All systems operational

Resolved
Outage of EVPN services due to problems with the underlying L2 Transport Provider

Started
March 06, 2021 at 3:00:00 PM GMT+0
Status
Resolved after 6 days
Affected
Services
EVPN
Upstreams & Peering
NL-ix

Impact

Degraded performance
  • Resolved
    March 12, 2021 at 8:09:31 AM GMT+0

    We've found one last issue with not matching MTU sizes on the transport path which caused some MAC adresses not to be advertised in the EVPN correctly. This issue is now fixed as well and and all services got checked by hand to make sure everything is working.

  • Monitoring
    March 11, 2021 at 9:35:00 AM GMT+0

    While troubleshooting the issue in our lab, we've identified the bug causing the issue. The performance degradation is caused by a bug in combination with the Intel NICs in the EVPN Node and the Juniper Switch terminating the cross-connect and providing the L2 service. For some reason the LLDP Daemon builtin into the Intel NIC causes the Juniper Switch to learn some faulty settings. Once the LLDP Daemon on the NIC is disabled and the link is reset (by shutting and un-shutting) the correct values are learned by the switch and the performance is normal.

    The L2 Transport between the DCs is in use since 10:35 CET and therefore the performance degragation is solved. If you still encounter any issues, feel free to hit us up!

  • Identified
    March 10, 2021 at 7:50:03 PM GMT+0

    Sadly there are no news regarding the L2 Transport Provider, they are still not answering to our mails and neither respond to calls on their 24/7 NOC phone number.

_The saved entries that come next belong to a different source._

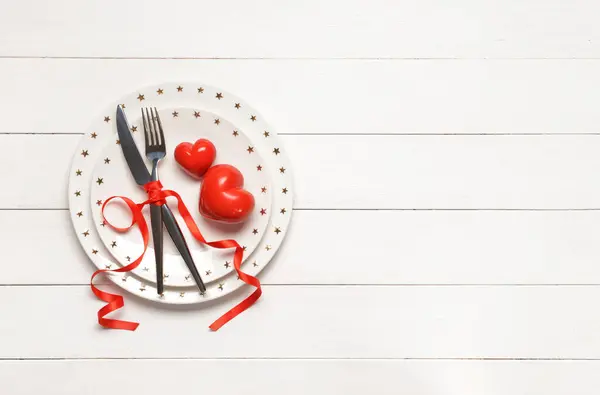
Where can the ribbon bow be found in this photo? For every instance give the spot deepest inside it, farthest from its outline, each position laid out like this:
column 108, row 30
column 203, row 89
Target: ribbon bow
column 157, row 195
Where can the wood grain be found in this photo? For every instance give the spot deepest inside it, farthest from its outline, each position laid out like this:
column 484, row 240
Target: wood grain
column 370, row 172
column 314, row 322
column 324, row 97
column 271, row 28
column 299, row 377
column 361, row 247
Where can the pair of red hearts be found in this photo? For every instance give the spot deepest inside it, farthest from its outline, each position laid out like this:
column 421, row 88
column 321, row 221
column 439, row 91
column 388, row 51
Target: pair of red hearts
column 222, row 195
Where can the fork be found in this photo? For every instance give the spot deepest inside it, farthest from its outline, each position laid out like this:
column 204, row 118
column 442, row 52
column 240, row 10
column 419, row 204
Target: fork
column 159, row 214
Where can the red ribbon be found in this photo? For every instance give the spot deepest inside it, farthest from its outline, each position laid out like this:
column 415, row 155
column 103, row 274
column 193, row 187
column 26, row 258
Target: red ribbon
column 156, row 195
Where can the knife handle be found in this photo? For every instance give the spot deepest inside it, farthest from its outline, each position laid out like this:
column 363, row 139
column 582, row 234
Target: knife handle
column 180, row 243
column 156, row 220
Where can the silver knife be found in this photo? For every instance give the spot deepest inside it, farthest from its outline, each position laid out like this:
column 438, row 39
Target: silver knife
column 142, row 176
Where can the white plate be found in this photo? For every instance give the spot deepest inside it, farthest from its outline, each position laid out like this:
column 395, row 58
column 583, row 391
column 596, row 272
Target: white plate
column 242, row 139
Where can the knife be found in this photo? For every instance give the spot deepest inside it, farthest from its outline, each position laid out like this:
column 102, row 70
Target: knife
column 142, row 176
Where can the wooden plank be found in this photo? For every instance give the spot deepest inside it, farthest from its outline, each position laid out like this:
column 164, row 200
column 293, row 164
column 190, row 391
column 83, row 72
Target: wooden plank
column 361, row 247
column 324, row 97
column 314, row 322
column 299, row 377
column 362, row 172
column 268, row 28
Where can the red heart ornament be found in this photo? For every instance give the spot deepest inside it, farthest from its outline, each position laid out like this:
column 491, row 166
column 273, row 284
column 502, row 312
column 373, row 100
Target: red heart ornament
column 222, row 196
column 197, row 158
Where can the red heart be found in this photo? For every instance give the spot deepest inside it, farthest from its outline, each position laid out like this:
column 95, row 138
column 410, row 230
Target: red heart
column 196, row 159
column 222, row 196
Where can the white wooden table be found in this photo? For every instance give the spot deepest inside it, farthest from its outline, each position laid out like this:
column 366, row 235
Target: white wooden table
column 447, row 222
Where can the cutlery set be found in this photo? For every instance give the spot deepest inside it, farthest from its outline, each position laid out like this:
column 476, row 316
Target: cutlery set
column 159, row 213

We‘re in contact with the different sales teams of other partner companies to be able to get another connection up and running as quickly as possible.

  • Identified
    March 09, 2021 at 8:00:00 PM GMT+0

    We were able to establish a temporary solution by routing the EVPN traffic through another link. The affected services should be back up and running. Please take into account that the performance and latency of the services is still impacted.

  • Identified
    March 08, 2021 at 8:50:00 AM GMT+0

    We've swapped our hardware on both ends of the links to make sure the issue of the transport service not coming up properly is not caused by our hardware. Sadly the measures did not change the situation. We're still struggling in getting a clear feedback by the L2 Transport Provider.

  • Identified
    March 07, 2021 at 7:00:00 PM GMT+0

    We've not yet recieved any feedback of the L2 Transport Provider. We're looking into other options to transport the affected network services to the customers.

  • Identified
    March 06, 2021 at 3:00:00 PM GMT+0

    We're struggling to bring the EVPN Services back up due to problems with the underlying L2 Transport Provider. Due to the migration of the services from FRA3 to FRA2, the redundant path is not yet in place. We're waiting for the provider to react to our incident and to take measures from their end.